Из лифта под звяканье подковок появился незнакомый человек. По звуку подковок -

их следовало привинтить потуже - легко было предположить, что он из небрежных, но

внешность и одежда вовсе не подтверждали этого. Прическа с боковым пробором, как

отлитая, щеки и подбородок гладкущие, наверняка они были бы глянцевы до

стеклянности, если бы после бритья он не припудрился. Костюм и расстегнутый плащ

совсем новенькие, ну только что со швейной фабрики, настолько пропитались

нафталином, что дурманили своим запахом. Устя, оберегая камаевские вещи от моли,

подвешивала в шкаф мешочки с нафталином, и вещи задыхались. Плащ и костюм

коренастого человека с подковками были з а д о х н у в ш и м и с я . Позже Вячеслав узнал

о том, что одежда Перевозчикова долго находилась в камере хранения Дома молодых

специалистов, а сам он лечился в туберкулезной больнице, где Светлана

Николаевна, м а т у ш к а Тамары, работала врачом.

В кулаке, поднятом на уровень плеча, человек держал фиолетовый с черными

«коготками» георгин. Локтем другой руки он прижимал к боку огромную коробку, судя по

ее форме и шелковой, крест-накрест, ленточке, с дорогими конфетами. Человек спросил

доктора Светлану Николаевну. Его появление могло помешать Вячеславу побыть наедине

с Тамарой, потому он, не отвечая, - мимо, мимо.

Притвориться неслышащим Вячеславу ничего не стоило. Маленьким мальчиком часто

сидел дома один: мать толклась в очередях за продуктами, отец работал, сестры учились в

школе, и, когда кто-нибудь возвращался и звал его, Вячеслав притихал, словно спит или

умер.

Домашние, обнаружив Вячеслава, шумно радовались. От того, что заставил их

волноваться, а также от того, что они щекотали и обцеловывали его, Вячеслав испытывал

такое счастье, словно ему удалось полетать по комнате.

Детское невинное лукавство - повод для игры и радости - стало привычным для

Вячеслава и постепенно преобразовалось в черту характера.

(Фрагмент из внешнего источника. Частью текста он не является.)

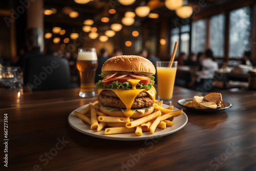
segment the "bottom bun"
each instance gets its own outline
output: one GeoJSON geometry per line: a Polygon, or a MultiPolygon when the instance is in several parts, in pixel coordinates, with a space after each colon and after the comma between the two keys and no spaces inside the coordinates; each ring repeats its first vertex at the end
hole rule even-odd
{"type": "MultiPolygon", "coordinates": [[[[116,117],[126,117],[123,114],[121,110],[118,110],[116,111],[110,111],[109,109],[106,109],[102,106],[100,106],[100,110],[101,112],[104,113],[106,115],[110,116],[116,116],[116,117]]],[[[154,107],[152,107],[149,109],[145,109],[145,113],[143,114],[138,111],[134,111],[133,115],[132,115],[130,118],[141,118],[144,116],[148,115],[151,114],[154,111],[154,107]]]]}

Он так наловчился

отмалчиваться, что те, кто обращался к нему - учительница ли, отец ли, командир ли, -

думали: он плавает в мечтаниях.

Служа в армии, Вячеслав нет-нет и вспоминал скользящую встречу с Перевозчиковым

и подчас склонялся к тому, что в той в ы х о д к е у лифта как бы выразилось его

предчувствие горя, невиноватым виновником которого стал Перевозчиков.

Года за три до появления Перевозчикова в их подъезде от Светланы Николаевны ушел

муж, отец Тамары, Заверзин. Он был умен, красив и с таким непостижимым обожанием

относился к ней, что это вызывало недоумение родственников и знакомых. Саму ее,

женщину обыкновенную, однако сознававшую свою обыкновенность, даже пугало это

обожание, как психическая ненормальность. Другие женщины для Заверзина не

существовали, разве что на стройке, да и то как рабсила: крановщицы, обойщицы,

плиточницы...

А ушел Заверзин потому, что пил запоями. Он мог держаться месяц-два, и тут не было

человека заботливей, нежней, старательней. Но наступал день, когда он оказывался утром

возле круглого и плоского пивного павильона, зовущегося в питейном обиходе «Шайбой».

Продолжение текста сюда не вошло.